Le sommet de la Communauté politique européenne précède la première réunion bilatérale UE-Arménie, organisée les 4 et 5 mai à Erevan. António Costa et Ursula von der Leyen y représentent l’Union européenne, face à Nikol Pachinian pour l’Arménie. Le geste est politique. Il ne vaut pas promesse d’adhésion rapide. Il signale néanmoins que Bruxelles veut consolider un partenaire vulnérable, placé à l’intersection des pressions russes, turques, azerbaïdjanaises et occidentales.

António Costa a présenté cette séquence comme une étape importante dans le rapprochement entre Erevan et Bruxelles, tout en insistant sur la méthode européenne, fondée sur la diplomatie, le multilatéralisme et le respect du droit international.
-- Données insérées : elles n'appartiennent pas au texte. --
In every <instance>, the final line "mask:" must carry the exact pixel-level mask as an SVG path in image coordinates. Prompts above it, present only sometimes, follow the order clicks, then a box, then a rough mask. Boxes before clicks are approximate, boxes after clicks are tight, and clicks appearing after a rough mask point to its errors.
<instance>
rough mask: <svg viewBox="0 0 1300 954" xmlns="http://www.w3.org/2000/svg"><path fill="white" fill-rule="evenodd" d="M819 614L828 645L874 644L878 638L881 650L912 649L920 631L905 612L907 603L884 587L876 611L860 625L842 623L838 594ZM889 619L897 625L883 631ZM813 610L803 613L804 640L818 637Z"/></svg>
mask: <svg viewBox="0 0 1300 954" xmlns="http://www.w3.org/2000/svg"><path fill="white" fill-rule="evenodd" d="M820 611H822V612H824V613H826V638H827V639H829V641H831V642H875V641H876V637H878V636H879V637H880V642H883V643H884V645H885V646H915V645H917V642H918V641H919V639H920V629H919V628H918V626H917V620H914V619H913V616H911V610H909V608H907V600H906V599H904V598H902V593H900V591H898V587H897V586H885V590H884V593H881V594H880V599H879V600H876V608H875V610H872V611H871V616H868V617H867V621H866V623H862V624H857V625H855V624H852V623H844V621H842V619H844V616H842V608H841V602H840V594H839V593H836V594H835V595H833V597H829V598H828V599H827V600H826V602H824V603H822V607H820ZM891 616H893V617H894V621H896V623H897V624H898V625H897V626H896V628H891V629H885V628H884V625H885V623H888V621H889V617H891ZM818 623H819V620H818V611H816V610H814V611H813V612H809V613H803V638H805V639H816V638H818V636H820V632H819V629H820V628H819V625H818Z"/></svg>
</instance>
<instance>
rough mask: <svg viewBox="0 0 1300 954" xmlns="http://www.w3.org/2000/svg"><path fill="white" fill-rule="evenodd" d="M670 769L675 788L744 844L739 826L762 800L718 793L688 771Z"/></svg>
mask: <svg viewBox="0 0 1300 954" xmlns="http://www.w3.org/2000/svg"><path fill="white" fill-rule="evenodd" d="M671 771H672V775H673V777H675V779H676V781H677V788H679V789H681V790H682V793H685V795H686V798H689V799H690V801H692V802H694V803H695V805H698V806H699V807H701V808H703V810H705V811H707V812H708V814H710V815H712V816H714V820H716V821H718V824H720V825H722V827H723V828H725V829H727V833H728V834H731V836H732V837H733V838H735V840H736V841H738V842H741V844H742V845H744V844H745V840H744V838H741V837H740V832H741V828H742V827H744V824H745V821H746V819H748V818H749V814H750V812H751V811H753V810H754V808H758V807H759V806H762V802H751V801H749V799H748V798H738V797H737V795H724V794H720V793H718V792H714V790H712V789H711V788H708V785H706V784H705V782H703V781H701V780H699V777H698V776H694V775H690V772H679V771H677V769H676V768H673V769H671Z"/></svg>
Pour l’Union européenne, le sommet arménien sert aussi à montrer que le Caucase du Sud fait désormais partie de son environnement stratégique immédiat.

Moscou observe ce mouvement avec prudence. L’Arménie cherche à diversifier ses partenariats sans rompre formellement ses liens avec la Russie, mais son rapprochement avec Bruxelles complique un équilibre déjà fragilisé par les conflits avec l’Azerbaïdjan et par les critiques adressées à la protection russe. Pour Erevan, la relation européenne offre une marge de manœuvre. Elle ne règle pas, à elle seule, sa vulnérabilité sécuritaire.

Une autonomie encore à construire

La journée d’Erevan ne produit pas de décision contraignante. La Communauté politique européenne reste un forum de discussion, sans mécanisme institutionnel comparable à l’Union européenne ou à l’OTAN. Mais ce type de sommet sert à fixer un climat politique. Celui du 4 mai est sans ambiguïté. Les Européens ne peuvent plus traiter le désengagement américain comme une hypothèse théorique.

Reste l’écart entre les mots et les moyens. Renforcer le pilier européen de l’OTAN suppose des budgets durables, une industrie de défense plus intégrée, des achats coordonnés, une production accrue de munitions, des capacités de transport, de renseignement et de frappe, ainsi qu’une volonté politique de prendre des risques. Aucun sommet ne règle seul ces fractures.

La décision américaine sur les troupes stationnées en Allemagne agit donc moins comme une rupture que comme un révélateur. Elle expose une dépendance que les Européens connaissent, mais qu’ils n’ont pas encore surmontée. À Erevan, au cœur d’un Caucase lui-même traversé par la recomposition des alliances, l’Europe a répété qu’elle devait devenir un acteur de sécurité à part entière. La question, désormais, est de savoir si elle saura transformer cette évidence en puissance.